No medications will be accepted at a child's school without the proper documentation from a physician and/or parent.

New forms must be submitted each school year.  All medications must be picked up by an authorized adult at the end of each school year. Unclaimed medications will be disposed of.  For student medication forms Click Here!

7TH GRADE SHOT REQUIREMENTS

Students entering 7th grade in August must provide proof of a Tdap booster shot before starting back to schoolStudents will not get a class schedule until they have turned in Tdap documentation.

Many doctors give their adolescent patients the Tdap at 10 or 11 years of age. If your child's immunization record does not show evidence of the shot, make an appointment with your child's health care provider as soon as possible.  A Tdap administered at 7 years or older meets the requirement.

The Tdap shot will help to protect your child against pertussis, commonly known as whooping cough.  The California legislature passed a law in 2010 requiring the shot after a widespread whooping cough outbreak that year caused 10 infant deaths. Infants are most at risk because they are not fully immunized, but an older child can be sidelined for weeks or months by the serious cough caused by the disease.

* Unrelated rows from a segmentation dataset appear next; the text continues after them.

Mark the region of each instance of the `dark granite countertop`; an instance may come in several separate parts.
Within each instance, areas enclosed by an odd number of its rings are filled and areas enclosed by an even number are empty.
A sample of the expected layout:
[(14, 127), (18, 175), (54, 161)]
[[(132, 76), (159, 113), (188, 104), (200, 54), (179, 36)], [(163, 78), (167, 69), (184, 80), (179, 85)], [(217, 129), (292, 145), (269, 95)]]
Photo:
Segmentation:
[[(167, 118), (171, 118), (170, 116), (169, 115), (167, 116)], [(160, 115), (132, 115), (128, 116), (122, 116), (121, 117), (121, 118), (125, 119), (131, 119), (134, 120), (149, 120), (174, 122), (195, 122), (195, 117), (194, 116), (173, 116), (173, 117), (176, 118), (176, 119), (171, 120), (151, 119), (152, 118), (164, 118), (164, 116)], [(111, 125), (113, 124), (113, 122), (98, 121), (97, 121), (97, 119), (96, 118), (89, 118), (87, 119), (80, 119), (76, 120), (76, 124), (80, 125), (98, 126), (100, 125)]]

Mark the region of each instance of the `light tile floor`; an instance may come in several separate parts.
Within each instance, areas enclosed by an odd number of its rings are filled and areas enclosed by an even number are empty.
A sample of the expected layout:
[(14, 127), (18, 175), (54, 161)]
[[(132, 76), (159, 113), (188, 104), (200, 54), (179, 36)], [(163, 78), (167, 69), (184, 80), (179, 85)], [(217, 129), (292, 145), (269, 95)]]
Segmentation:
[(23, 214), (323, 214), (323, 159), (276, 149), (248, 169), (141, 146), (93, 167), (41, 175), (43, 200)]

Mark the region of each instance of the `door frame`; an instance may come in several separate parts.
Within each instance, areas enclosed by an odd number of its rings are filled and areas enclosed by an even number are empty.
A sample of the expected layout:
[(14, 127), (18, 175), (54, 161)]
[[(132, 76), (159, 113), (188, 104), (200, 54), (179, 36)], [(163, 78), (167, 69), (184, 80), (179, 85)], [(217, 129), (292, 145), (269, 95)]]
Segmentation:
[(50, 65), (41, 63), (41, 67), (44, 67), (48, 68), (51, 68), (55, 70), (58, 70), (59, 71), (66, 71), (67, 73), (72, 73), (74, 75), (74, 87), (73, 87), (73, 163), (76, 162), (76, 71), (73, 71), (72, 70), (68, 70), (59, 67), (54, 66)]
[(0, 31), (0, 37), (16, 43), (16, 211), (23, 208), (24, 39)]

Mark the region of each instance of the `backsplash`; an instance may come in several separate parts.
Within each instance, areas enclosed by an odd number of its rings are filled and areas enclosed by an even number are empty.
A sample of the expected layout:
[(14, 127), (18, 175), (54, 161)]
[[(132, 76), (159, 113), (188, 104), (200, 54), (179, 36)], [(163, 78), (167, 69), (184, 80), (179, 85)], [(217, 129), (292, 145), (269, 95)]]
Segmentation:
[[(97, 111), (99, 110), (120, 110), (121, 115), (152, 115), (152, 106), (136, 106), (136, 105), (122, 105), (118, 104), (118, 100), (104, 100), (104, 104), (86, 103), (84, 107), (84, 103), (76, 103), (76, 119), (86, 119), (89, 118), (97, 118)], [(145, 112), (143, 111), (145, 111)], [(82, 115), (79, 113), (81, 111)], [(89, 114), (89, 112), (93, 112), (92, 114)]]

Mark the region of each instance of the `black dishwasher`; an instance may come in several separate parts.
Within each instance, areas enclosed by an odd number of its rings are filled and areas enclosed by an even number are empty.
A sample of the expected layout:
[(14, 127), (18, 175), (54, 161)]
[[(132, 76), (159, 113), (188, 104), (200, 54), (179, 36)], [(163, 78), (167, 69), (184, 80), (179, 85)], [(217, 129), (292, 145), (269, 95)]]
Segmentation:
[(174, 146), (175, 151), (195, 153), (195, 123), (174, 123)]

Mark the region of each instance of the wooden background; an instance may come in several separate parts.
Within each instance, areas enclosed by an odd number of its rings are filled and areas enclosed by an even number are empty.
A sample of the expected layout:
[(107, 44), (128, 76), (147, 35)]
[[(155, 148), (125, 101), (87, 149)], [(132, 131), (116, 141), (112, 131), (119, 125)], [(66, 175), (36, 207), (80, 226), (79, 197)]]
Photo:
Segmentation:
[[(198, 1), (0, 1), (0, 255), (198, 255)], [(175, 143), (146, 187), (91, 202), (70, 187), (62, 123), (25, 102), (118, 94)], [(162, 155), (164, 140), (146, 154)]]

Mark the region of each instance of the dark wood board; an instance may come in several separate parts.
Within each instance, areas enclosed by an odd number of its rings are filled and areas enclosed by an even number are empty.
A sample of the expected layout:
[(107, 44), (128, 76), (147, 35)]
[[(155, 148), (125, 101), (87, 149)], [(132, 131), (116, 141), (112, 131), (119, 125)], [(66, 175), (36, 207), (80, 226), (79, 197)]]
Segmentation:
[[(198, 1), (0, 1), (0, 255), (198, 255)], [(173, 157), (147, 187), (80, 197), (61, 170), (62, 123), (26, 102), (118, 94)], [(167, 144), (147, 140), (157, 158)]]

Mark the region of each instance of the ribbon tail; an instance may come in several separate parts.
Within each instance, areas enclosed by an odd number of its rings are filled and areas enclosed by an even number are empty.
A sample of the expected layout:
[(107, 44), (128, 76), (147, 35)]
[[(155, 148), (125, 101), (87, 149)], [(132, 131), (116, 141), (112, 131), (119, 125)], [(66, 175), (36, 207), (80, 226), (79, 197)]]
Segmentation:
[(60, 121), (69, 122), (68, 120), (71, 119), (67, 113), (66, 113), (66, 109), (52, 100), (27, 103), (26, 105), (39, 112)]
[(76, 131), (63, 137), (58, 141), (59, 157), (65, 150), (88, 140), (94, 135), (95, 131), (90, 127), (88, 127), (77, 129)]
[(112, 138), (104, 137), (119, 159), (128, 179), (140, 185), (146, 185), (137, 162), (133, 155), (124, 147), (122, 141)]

Seventh grade is also when students must get caught up on their MMR shots. Two MMRs are required and most students will have had the shots for Kindergarten entry.  Students who have a Personal Belief Exemptions (PBEs) on file may need to get one or both MMRs to start 7th grade. In fact, existing PBEs are no longer valid for child entering 7th grade after July 1, 2016. Students must be fully immunized for 7th grade or have a medical waiver signed by a physician.

Parents who turn in shot documentation before Arena Registration should experience a quicker registration process. During summer break, shot records can be mailed to Martinez Junior High School, 1600 Court St., Martinez, CA 94553, Attn: Registrar; faxed to the MJHS Office at 925-335-5829; emailed to shotrecords@martinez.k12.ca.us; or dropped off at the MJHS Student Services Office at the start of August.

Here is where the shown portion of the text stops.